In 2006, New Zealand had one journalist for every 1000 people. Come July, after Sunday and Fair Go are taken off air and once Newshub officially ends operations, we will be down to one journalist for roughly every 3500 New Zealanders.

It’s also worth acknowledging that during this period, the nature of journalism work has fundamentally changed. Few journalists are bound by the traditional daily or long-form deadlines. In a 24/7 news cycle, many journalists face relentless pressure to churn out content as fast as it can be produced.

Almost 300 positions to go in Newshub closure, TVNZ calls time on Sunday show.

From a news consumer’s perspective, we’ve all become used to regular push notifications and news as it happens. But speed and quantity sometimes come at the expense of more-detailed work and checks.

And with real-time metrics, all commercial newsrooms are forced to balance public interest stories with those that inevitably get more clicks.

Some have criticised TVNZ and Newshub for not innovating sooner, and for sticking too keenly to an economic model which relies on linear TV advertising. This argument has some validity, although it’s hard to picture an innovative commercial video-based journalism model which could sustain as many New Zealand journalists in the Google-Meta-Netflix age.

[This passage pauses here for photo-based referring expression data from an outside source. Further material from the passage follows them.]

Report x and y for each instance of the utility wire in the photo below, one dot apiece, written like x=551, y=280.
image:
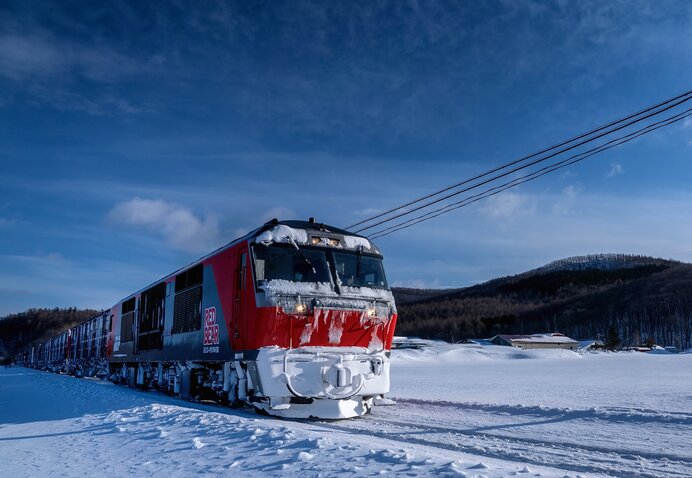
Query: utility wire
x=636, y=117
x=531, y=176
x=518, y=168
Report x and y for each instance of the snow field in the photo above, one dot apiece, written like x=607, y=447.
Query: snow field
x=464, y=411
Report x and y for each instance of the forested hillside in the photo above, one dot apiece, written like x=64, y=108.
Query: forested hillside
x=35, y=325
x=646, y=299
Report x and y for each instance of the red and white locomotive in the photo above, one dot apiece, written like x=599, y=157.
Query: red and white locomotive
x=295, y=318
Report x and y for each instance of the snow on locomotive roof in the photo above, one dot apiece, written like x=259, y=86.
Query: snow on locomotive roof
x=284, y=233
x=295, y=229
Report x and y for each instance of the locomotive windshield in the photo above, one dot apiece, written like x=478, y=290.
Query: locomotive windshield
x=350, y=269
x=358, y=270
x=291, y=264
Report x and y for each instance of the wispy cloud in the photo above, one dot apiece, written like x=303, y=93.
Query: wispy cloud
x=177, y=225
x=616, y=169
x=507, y=205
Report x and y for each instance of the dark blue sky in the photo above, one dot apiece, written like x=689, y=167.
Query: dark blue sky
x=136, y=136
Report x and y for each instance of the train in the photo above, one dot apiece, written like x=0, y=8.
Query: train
x=295, y=319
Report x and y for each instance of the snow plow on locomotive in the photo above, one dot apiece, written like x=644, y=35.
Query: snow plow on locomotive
x=295, y=318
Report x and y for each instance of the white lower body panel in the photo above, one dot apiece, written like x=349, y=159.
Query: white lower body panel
x=320, y=382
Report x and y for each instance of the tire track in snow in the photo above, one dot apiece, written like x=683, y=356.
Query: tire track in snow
x=614, y=414
x=406, y=424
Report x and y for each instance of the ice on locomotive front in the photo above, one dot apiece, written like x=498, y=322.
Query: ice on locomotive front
x=327, y=322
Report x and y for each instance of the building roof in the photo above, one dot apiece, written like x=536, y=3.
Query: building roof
x=538, y=338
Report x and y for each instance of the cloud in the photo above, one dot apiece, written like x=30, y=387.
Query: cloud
x=616, y=169
x=178, y=225
x=507, y=205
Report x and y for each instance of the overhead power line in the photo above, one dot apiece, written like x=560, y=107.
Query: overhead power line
x=531, y=176
x=490, y=177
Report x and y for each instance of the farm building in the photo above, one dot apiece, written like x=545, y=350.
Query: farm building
x=536, y=341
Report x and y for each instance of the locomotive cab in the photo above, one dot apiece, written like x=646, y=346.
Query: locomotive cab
x=327, y=321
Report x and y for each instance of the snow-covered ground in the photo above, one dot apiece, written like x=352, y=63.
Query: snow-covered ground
x=462, y=410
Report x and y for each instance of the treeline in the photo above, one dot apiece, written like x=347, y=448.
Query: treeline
x=17, y=331
x=645, y=303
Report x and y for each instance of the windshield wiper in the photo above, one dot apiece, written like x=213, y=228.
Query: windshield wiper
x=302, y=256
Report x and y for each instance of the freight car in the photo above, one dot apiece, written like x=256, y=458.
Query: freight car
x=295, y=319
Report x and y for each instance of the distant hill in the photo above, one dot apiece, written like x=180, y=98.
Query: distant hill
x=36, y=325
x=646, y=299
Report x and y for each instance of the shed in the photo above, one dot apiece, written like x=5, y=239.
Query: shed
x=537, y=341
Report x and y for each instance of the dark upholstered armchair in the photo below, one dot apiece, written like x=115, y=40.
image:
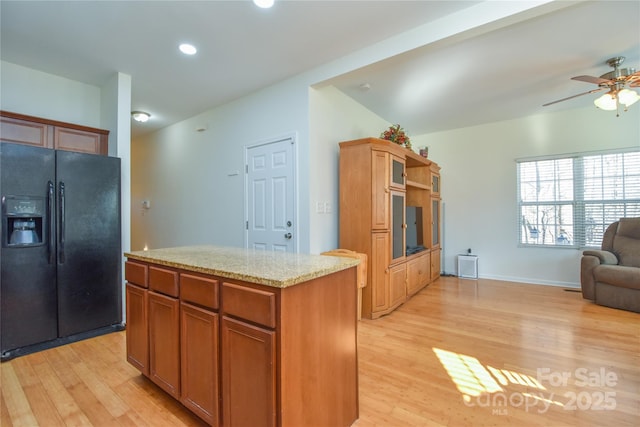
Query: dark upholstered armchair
x=611, y=276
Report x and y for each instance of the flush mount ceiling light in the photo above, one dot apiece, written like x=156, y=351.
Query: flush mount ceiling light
x=265, y=4
x=187, y=49
x=615, y=82
x=140, y=116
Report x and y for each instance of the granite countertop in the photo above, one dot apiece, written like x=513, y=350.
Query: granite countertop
x=277, y=269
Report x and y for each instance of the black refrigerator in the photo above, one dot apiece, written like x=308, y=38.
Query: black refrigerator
x=61, y=247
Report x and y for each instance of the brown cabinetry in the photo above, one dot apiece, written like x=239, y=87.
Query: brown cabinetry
x=164, y=342
x=199, y=361
x=243, y=354
x=248, y=374
x=22, y=129
x=418, y=273
x=380, y=183
x=137, y=318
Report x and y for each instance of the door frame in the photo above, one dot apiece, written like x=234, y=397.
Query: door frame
x=293, y=137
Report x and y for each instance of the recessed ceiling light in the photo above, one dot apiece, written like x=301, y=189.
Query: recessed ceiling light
x=188, y=49
x=140, y=116
x=265, y=4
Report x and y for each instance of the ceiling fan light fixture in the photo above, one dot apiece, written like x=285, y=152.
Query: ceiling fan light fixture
x=607, y=102
x=628, y=97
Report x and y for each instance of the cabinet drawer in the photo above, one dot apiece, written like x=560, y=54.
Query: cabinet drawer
x=163, y=281
x=198, y=290
x=136, y=273
x=78, y=140
x=255, y=305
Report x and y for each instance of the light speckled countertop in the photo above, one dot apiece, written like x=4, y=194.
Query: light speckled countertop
x=275, y=269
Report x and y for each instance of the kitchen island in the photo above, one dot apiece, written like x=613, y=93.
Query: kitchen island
x=244, y=337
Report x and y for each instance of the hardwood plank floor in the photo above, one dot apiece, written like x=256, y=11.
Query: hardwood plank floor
x=459, y=353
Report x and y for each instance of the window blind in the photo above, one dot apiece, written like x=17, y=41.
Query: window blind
x=569, y=201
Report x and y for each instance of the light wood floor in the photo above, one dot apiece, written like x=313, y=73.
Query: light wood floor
x=461, y=352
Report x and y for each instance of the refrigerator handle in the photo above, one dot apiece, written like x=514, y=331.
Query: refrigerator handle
x=62, y=224
x=52, y=222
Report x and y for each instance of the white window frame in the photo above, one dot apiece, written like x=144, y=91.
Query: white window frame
x=561, y=204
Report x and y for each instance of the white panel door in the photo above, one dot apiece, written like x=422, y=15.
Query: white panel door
x=271, y=215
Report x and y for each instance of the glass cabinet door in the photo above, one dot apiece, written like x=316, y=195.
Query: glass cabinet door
x=397, y=225
x=435, y=222
x=435, y=183
x=397, y=172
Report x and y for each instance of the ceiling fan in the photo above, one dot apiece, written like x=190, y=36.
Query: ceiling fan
x=615, y=82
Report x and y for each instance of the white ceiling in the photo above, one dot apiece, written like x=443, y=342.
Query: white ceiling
x=502, y=71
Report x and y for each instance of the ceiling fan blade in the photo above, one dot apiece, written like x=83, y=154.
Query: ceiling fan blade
x=591, y=79
x=634, y=79
x=574, y=96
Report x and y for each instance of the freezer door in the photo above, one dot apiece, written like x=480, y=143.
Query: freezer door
x=28, y=296
x=89, y=249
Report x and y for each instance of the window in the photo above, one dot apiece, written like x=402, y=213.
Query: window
x=569, y=201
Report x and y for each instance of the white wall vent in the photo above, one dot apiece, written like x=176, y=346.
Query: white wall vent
x=468, y=266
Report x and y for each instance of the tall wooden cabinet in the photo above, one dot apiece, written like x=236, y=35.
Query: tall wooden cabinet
x=381, y=185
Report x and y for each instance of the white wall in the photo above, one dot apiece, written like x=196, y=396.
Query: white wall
x=34, y=93
x=334, y=117
x=195, y=180
x=479, y=186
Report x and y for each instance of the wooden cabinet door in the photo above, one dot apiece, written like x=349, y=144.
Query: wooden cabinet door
x=199, y=362
x=398, y=285
x=379, y=264
x=380, y=192
x=418, y=273
x=79, y=140
x=26, y=132
x=248, y=374
x=137, y=332
x=164, y=342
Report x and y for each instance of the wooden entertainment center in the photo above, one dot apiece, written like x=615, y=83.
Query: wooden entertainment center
x=379, y=181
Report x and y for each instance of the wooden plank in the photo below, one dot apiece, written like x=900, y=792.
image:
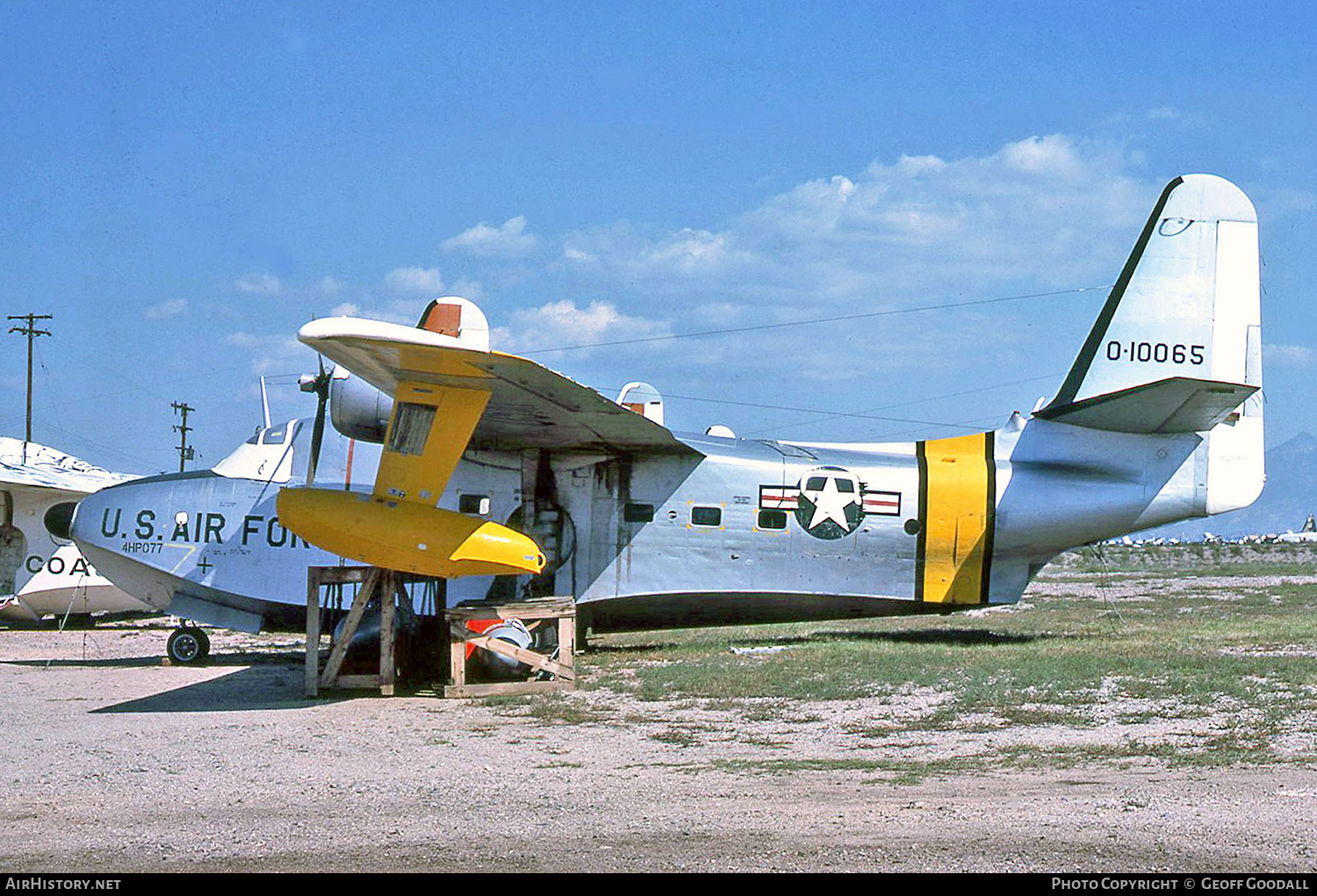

And this is the crucial point. Regardless of what one thinks of any respective show, outlet, platform, or journalist, the hundreds of people set to lose their jobs at TVNZ and Newshub are not moving to different journalism jobs. It is not merely a like-for-like switch. Those jobs are just lost. Lost to the broadcasters, but also lost to journalism at large.

At a time when research suggests trust in news media is deteriorating, it’s hard to see how fewer journalists and outlets will reverse the trend.

I share the view of many others that any net reduction in the total number of journalists is damaging for democracy. Regardless of the medium, it means fewer people questioning power.

And while some dismiss journalism as just-another-industry (and one that is currently far too focused on itself), those of us who believe it fulfils a greater function are left pondering our depleted ranks and wondering, just how low will we go?